HowTo: Robot Exclusion

By placing a file called "robots.txt" at the top level of a web site, a site administrator can control where robots can go.

To exclude all robots, the robots.txt file looks like this:

    # Prevent all robots from visiting this site:
    User-agent: *
    Disallow: /

To exclude just one directory (and its subdirectories), say, the /images/ directory,

    # Prevent all robots from visiting the /images directory:
    User-agent: *
    Disallow: /images/

Web site administrators can allow or disallow specific robots from visiting part or all of their site. The robot collecting data to be archived identifies itself as ia_archiver, and so to allow ia_archiver to visit (while preventing all others),

    # robots.txt --- Exclude search engines but allow crawling
    User-agent: *
    Disallow: /
    # Let Alexa Internet retain a copy.
    User-agent: ia_archiver
    Disallow:

to prevent ia_archiver from visiting (while allowing all others),

    # robots.txt --- index my site for search but don't archive it
    User-agent: *
    Disallow: 
    # Tell Alexa Internet not to keep a copy
    User-agent: ia_archiver
    Disallow: /

More about robot exclusions:

Using the NOINDEX, NOARCHIVE, and NOFOLLOW tags. (Excerpted from WWW Frequently Asked Questions)

Sometimes you cannot make a /robots.txt file, because you don't administer the entire server. All is not lost: there is a new standard for using HTML META tags to keep robots out of your documents.

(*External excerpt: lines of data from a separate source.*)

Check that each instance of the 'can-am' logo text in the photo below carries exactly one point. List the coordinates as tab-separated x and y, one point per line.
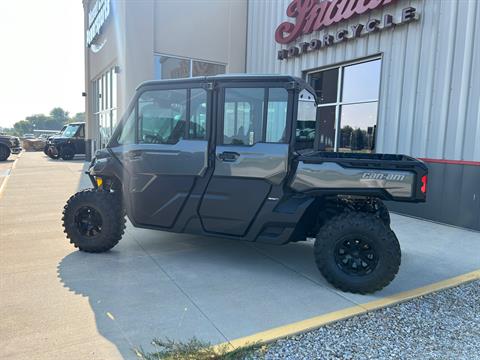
382	176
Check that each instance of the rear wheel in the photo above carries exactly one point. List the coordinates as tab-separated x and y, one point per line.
357	252
94	221
4	153
67	153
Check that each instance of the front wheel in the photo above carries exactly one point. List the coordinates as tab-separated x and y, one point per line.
94	221
357	252
4	153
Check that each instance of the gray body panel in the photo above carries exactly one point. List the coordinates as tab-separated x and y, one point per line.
260	161
187	157
330	175
161	179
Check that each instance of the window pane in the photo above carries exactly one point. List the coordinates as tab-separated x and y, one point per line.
114	89
243	116
361	81
306	120
276	115
198	114
108	89
358	127
162	116
127	136
171	68
326	128
200	68
325	84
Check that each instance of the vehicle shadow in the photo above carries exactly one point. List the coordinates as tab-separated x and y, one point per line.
135	301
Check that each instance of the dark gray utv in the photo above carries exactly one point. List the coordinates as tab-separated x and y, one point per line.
237	157
9	145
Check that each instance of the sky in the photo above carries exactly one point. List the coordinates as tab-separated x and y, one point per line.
41	58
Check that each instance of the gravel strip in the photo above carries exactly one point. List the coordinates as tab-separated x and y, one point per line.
443	325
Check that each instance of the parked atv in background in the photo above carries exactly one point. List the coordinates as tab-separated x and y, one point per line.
70	143
48	142
238	157
9	145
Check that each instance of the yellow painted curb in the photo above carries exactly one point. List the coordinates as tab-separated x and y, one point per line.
5	181
318	321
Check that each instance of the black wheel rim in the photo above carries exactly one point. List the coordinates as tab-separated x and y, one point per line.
88	221
356	256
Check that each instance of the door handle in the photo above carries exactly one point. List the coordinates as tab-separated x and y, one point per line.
228	156
134	154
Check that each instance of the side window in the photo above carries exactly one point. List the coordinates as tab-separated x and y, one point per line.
198	115
306	121
127	136
162	116
276	115
243	116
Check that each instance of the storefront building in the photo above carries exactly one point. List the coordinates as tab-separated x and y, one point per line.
391	76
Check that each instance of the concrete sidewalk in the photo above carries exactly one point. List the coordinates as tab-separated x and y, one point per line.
58	303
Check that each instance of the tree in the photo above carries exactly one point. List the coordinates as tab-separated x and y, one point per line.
23	127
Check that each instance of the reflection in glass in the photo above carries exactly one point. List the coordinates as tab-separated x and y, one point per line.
276	115
243	116
162	116
198	114
325	84
326	128
361	81
167	67
358	127
306	121
200	68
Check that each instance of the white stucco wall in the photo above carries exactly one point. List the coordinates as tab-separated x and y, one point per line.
430	82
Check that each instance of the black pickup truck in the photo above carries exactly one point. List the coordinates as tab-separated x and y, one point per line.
9	145
235	157
69	143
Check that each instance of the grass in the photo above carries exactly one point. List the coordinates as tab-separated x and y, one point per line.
195	349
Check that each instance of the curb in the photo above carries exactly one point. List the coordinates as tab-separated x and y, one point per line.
280	332
4	183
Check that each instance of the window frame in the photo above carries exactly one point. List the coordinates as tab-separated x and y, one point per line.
256	85
179	86
339	103
105	102
190	60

The basic idea is that if you include a tag like:

    <META NAME="ROBOTS" CONTENT="NOINDEX">

    <META NAME="ROBOTS" CONTENT="NOARCHIVE">

in the "<HEAD>" element of your HTML document, that document will not be archived, and no links on the page will be followed. The purpose of the NOARCHIVE tag is to allow content developers to permit indexing but forbid archiving. If you include:

    <META NAME="ROBOTS" CONTENT="NOFOLLOW">

the links in that document will not be followed by the robot.